In a statement released Thursday afternoon, UD president Patrick Harker said the program for dormitory residents on the Newark campus would be halted immediately for review.
“While I believe that recent press accounts misrepresent the purpose of the residential life program at the University of Delaware, there are questions about its practices that must be addressed and there are reasons for concern that the actual purpose is not being fulfilled,” Harker stated. “It is not feasible to evaluate these issues without a full and broad-based review.”
Harker said that after conferring with Vice President for Student Life Michael Gilbert and Dr. Kathleen Kerr, director of residence life, and he then directed that the program be stopped immediately.
“No further activities under the current framework will be conducted,” he said.
The Foundation for Individual Rights in Education alleged last week that the program amounted to an “Orwellian” attempt at thought control that violates students’ rights to freedom of conscience and freedom from compelled speech. The group described the program as a “systematic assault upon individual liberty, dignity, privacy and autonomy of university students” and called for it to be dismantled.
“We commend president Harker for terminating the program,” said FIRE vice president Robert Shibley. “This is a program that never should have been put in place, and we’re glad to see that the students of the University of Delaware will no longer be subject to this thought reform program.”

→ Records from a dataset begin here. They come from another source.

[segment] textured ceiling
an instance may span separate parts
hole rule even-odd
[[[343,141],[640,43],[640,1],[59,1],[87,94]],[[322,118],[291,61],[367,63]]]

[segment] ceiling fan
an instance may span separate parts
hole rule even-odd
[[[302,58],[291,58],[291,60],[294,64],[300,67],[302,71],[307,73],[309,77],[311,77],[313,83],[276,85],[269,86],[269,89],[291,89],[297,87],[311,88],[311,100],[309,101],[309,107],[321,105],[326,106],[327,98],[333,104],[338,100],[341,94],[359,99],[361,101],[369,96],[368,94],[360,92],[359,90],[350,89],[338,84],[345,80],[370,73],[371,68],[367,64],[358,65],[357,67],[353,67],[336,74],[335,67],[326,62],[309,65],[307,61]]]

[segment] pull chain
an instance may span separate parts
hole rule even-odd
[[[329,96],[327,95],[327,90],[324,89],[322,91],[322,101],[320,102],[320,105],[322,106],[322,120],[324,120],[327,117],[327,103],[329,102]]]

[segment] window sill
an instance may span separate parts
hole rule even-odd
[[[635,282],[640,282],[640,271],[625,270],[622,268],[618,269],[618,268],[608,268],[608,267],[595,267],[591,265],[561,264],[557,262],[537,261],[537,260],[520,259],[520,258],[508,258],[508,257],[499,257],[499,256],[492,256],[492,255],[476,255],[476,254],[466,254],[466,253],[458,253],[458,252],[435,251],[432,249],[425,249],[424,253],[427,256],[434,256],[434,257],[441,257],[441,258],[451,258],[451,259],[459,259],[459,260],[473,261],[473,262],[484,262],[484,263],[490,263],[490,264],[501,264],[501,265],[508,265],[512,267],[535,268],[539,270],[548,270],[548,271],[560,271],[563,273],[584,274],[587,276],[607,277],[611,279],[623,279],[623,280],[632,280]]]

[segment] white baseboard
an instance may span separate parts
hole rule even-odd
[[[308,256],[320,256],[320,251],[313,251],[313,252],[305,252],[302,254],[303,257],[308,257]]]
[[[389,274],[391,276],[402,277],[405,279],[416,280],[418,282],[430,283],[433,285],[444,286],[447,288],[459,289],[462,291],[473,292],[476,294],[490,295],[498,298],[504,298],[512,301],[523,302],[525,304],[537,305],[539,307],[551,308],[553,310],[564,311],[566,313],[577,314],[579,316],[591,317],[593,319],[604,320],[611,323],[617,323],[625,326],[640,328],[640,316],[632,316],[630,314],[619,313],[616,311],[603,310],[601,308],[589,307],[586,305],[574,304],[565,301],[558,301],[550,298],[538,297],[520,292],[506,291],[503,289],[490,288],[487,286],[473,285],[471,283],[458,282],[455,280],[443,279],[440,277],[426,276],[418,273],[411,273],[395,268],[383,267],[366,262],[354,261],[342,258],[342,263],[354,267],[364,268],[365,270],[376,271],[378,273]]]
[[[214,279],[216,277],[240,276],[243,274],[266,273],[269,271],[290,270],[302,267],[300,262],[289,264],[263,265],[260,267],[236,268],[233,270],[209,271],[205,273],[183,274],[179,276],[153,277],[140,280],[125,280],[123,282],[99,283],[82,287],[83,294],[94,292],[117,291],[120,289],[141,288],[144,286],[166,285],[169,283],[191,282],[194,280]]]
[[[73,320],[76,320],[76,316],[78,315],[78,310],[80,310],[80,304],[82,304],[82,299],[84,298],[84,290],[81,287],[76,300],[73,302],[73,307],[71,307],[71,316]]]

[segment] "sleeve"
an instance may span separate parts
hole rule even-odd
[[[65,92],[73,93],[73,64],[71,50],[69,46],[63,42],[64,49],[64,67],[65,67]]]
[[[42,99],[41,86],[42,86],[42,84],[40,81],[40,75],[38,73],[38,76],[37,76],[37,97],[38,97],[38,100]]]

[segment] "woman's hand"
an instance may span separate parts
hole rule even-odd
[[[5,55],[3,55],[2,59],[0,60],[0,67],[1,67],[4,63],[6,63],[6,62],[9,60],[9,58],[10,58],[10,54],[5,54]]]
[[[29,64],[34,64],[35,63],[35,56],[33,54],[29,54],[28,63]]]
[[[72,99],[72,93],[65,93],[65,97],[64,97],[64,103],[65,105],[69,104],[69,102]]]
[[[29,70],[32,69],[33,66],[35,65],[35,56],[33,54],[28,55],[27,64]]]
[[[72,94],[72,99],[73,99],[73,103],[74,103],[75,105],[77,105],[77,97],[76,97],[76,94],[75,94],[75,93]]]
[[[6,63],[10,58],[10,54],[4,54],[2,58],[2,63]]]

According to FIRE, the university saw the program as a “treatment” for incorrect student beliefs on issues ranging from politics to race, sexuality and the environment. Among other things, the group cited a training session document that defines “racist” as a term synonymous with White supremacist, and one that applies to “all White people”’ in the United States “regardless of class, gender, religion, culture or sexuality.”
On the other hand, “people of color cannot be racists,” and there is no such thing in the United States as “reverse racism,” a term “created and used by White people to deny their White privilege.”

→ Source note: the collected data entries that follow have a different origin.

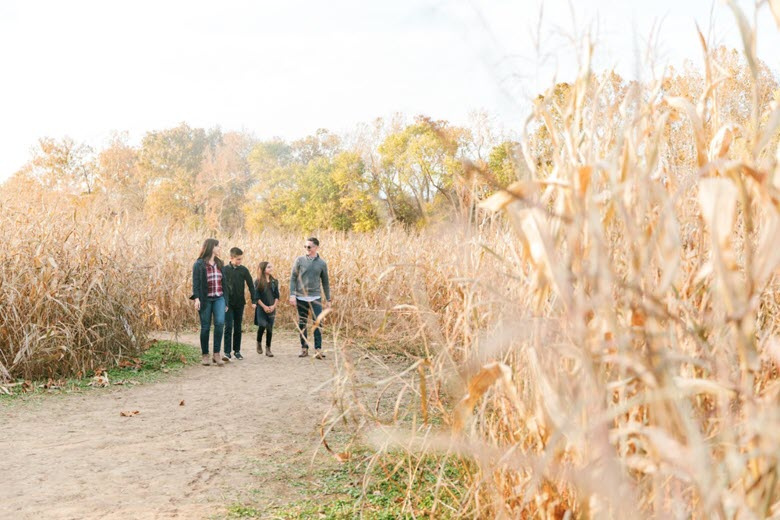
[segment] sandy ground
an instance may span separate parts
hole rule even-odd
[[[221,518],[248,493],[294,498],[284,468],[305,475],[322,452],[333,375],[333,356],[299,359],[296,343],[278,333],[266,358],[245,333],[224,367],[0,405],[0,518]]]

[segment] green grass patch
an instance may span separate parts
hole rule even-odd
[[[196,363],[199,355],[200,351],[190,345],[155,341],[140,357],[122,359],[114,367],[97,369],[82,378],[0,383],[0,401],[149,383]]]
[[[391,452],[372,457],[353,453],[351,460],[315,471],[301,483],[305,498],[263,513],[265,518],[348,520],[449,518],[459,509],[468,463],[455,456]],[[291,483],[295,485],[294,482]],[[254,518],[251,506],[234,505],[229,518]]]

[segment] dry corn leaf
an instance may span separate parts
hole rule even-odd
[[[647,322],[647,317],[645,316],[645,313],[644,311],[642,311],[642,309],[633,309],[631,311],[632,327],[644,327],[646,322]]]
[[[763,287],[780,265],[780,215],[771,209],[768,212],[755,255],[754,278],[758,287]]]
[[[772,11],[772,16],[775,18],[777,28],[780,29],[780,0],[769,0],[769,9]]]
[[[498,190],[493,195],[479,203],[479,207],[488,211],[499,212],[512,202],[527,198],[532,191],[532,185],[527,182],[515,181],[505,190]]]
[[[714,161],[726,156],[734,140],[734,130],[731,125],[724,125],[710,141],[709,159]]]
[[[737,210],[737,189],[725,178],[699,181],[699,206],[713,239],[727,249]]]
[[[328,316],[328,314],[330,314],[331,312],[333,312],[333,309],[332,309],[332,308],[329,308],[329,309],[323,309],[323,310],[322,310],[322,312],[320,313],[320,315],[319,315],[319,316],[317,316],[317,319],[316,319],[316,321],[314,322],[314,328],[319,328],[319,327],[320,327],[320,324],[321,324],[323,321],[325,321],[325,318],[326,318],[326,317]]]
[[[504,190],[499,190],[487,199],[480,202],[479,207],[497,213],[512,203],[514,200],[515,197],[512,196],[511,193]]]
[[[685,112],[693,125],[693,136],[696,143],[696,158],[699,166],[704,166],[707,163],[707,155],[705,153],[705,139],[704,139],[704,127],[701,123],[701,118],[696,107],[693,106],[688,99],[684,97],[667,97],[666,102],[673,108]]]
[[[735,391],[732,388],[726,388],[716,381],[698,377],[675,376],[674,384],[680,390],[685,390],[686,395],[712,394],[730,397],[735,394]]]
[[[130,411],[130,412],[119,412],[119,416],[120,417],[133,417],[135,415],[138,415],[139,413],[141,413],[141,412],[139,412],[138,410],[133,410],[133,411]]]
[[[581,166],[577,168],[577,191],[580,197],[584,197],[590,186],[590,179],[593,175],[592,166]]]
[[[571,286],[566,283],[565,275],[560,272],[555,262],[552,237],[544,214],[538,209],[523,211],[520,219],[520,231],[524,238],[523,244],[528,248],[528,254],[537,273],[555,287],[563,304],[570,308]]]
[[[690,473],[691,453],[687,446],[681,444],[668,432],[653,426],[642,428],[641,433],[655,448],[656,457]]]
[[[469,380],[468,392],[455,406],[453,413],[452,430],[459,432],[463,429],[471,411],[477,402],[482,399],[490,387],[497,382],[511,385],[512,370],[503,363],[493,362],[482,367],[477,374]]]
[[[727,3],[734,12],[734,18],[737,19],[739,34],[742,36],[742,47],[750,71],[752,72],[753,77],[758,77],[758,63],[756,63],[756,33],[753,31],[745,13],[742,12],[742,9],[739,8],[737,3],[734,0],[727,0]]]

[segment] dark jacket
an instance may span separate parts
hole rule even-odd
[[[225,303],[230,306],[230,284],[226,283],[227,266],[222,268],[222,293],[225,296]],[[195,260],[192,265],[192,296],[190,300],[199,299],[205,302],[209,294],[209,283],[206,279],[206,262],[202,258]]]
[[[255,292],[260,301],[270,307],[274,304],[274,301],[279,299],[279,281],[276,278],[272,279],[271,283],[267,283],[261,292],[257,288],[257,280],[255,280]],[[273,327],[275,317],[275,310],[274,312],[267,313],[260,305],[255,309],[255,325],[260,327]]]
[[[258,281],[255,280],[255,292],[257,293],[257,298],[270,307],[274,304],[275,300],[279,299],[279,280],[276,278],[271,278],[271,282],[265,284],[262,292],[260,289],[258,289],[259,284],[257,282]]]
[[[252,303],[257,301],[255,295],[255,285],[252,282],[252,275],[249,274],[249,269],[243,265],[233,267],[233,264],[225,264],[223,274],[227,273],[227,285],[230,286],[230,299],[228,305],[230,307],[243,307],[246,305],[246,298],[244,297],[244,284],[249,289],[249,298]]]

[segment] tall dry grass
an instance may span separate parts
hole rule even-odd
[[[329,424],[397,457],[410,515],[780,516],[780,91],[732,9],[744,120],[719,110],[739,94],[704,38],[703,85],[682,91],[667,77],[616,96],[587,48],[537,103],[518,182],[483,204],[507,227],[445,235],[459,247],[439,249],[433,292],[397,308],[427,343],[377,384],[386,406],[339,351]],[[416,509],[432,456],[437,499]]]
[[[16,187],[14,187],[16,188]],[[211,234],[181,226],[150,226],[102,203],[61,194],[0,191],[0,377],[45,378],[86,374],[132,357],[153,330],[198,327],[189,295],[191,269]],[[37,209],[40,208],[40,209]],[[270,261],[289,294],[290,267],[304,254],[305,236],[269,232],[219,236],[223,258],[238,246],[254,275]],[[344,344],[369,343],[420,351],[414,306],[441,309],[458,249],[444,240],[389,228],[368,235],[320,235],[328,261]],[[429,246],[419,247],[420,241]],[[250,306],[247,322],[251,323]],[[410,321],[409,318],[414,318]],[[277,326],[292,329],[294,309],[282,306]],[[442,328],[431,313],[431,329]]]
[[[518,182],[468,222],[320,236],[339,376],[323,431],[347,422],[377,463],[396,457],[410,515],[780,515],[780,109],[737,18],[744,120],[719,110],[728,71],[706,45],[704,82],[687,89],[662,78],[618,96],[585,60],[536,105]],[[0,376],[85,371],[150,329],[196,327],[206,233],[2,203]],[[286,298],[305,237],[218,238],[250,269],[273,263]],[[294,318],[283,307],[279,325]],[[355,374],[366,344],[411,358],[378,392]],[[419,506],[431,457],[437,499]]]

Brooke Aldrich, 18, a freshman from Hockessin, told The Associated Press she left one floor meeting for her dorm “feeling like I was a racist somehow because I was a White person or because I haven’t been oppressed.”

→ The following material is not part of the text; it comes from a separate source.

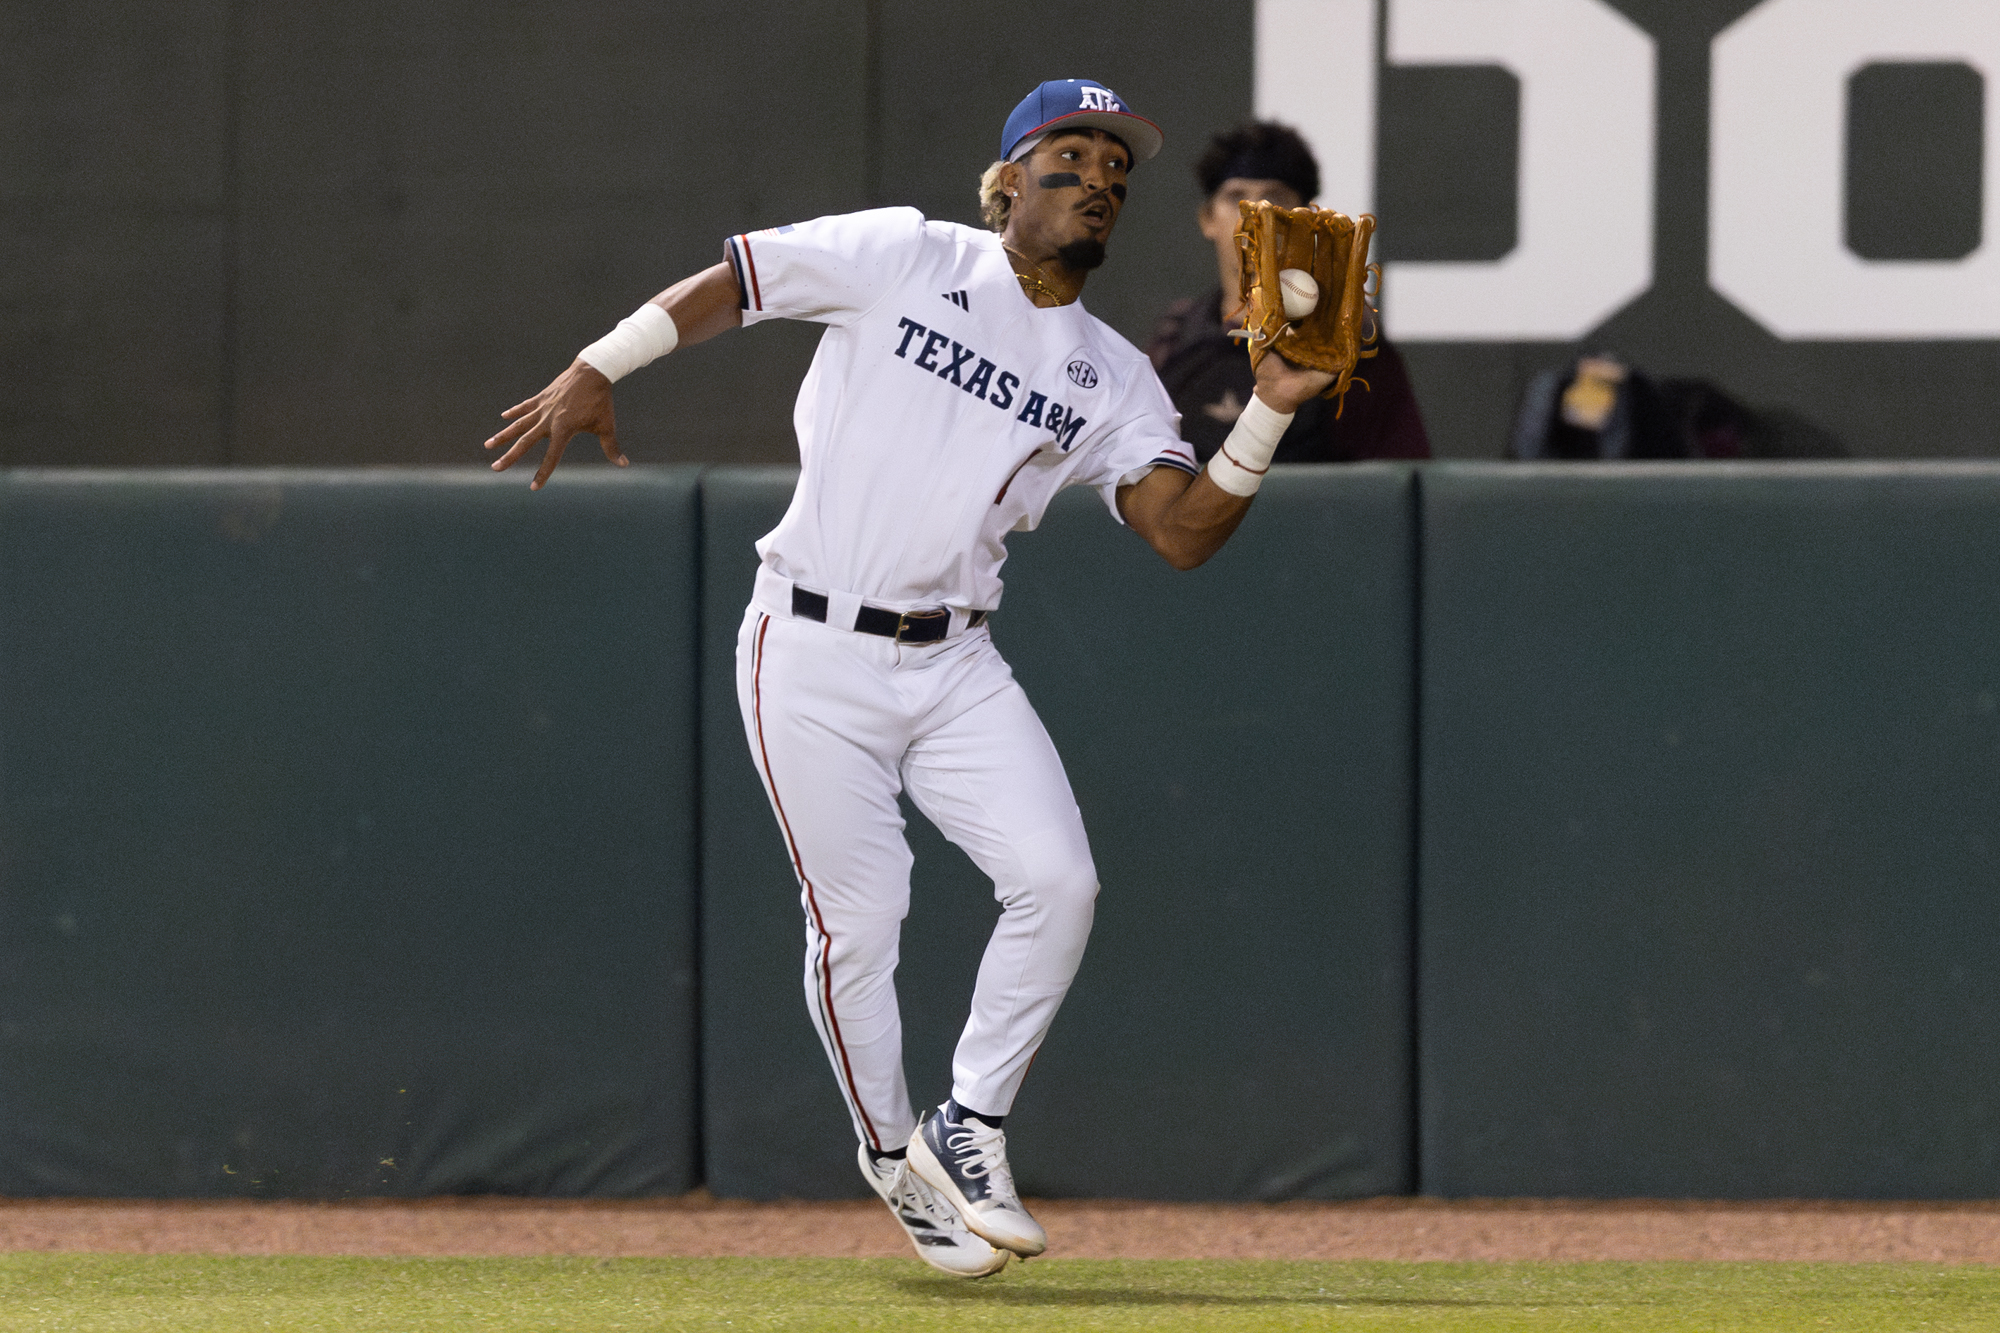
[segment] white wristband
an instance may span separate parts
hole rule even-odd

According to the Office of Residence Life’s diversity vision statement, “racism, sexism, heterosexism, ageism, ableism and other behaviors and systems that empower some while oppressing others will not be tolerated.”
The ostensible goal of the residence hall education program was to help students attain “citizenship.” The “competencies” that students were expected to achieve include recognizing that “systemic oppression exists in our society.”
Sample questions for one-on-one training sessions between resident assistants and dormitory students included “When were you first made aware of your race?” and “When did you discover your sexual identity?”
Students have said they were told that participation in the program was mandatory. Gilbert said in a letter to FIRE last Wednesday that the school had taken steps “to clarify this misconception.”
Gilbert also took issue with the presumption that UD students “are so empty-headed and ignorant that they would be ‘indoctrinated’ with ease.”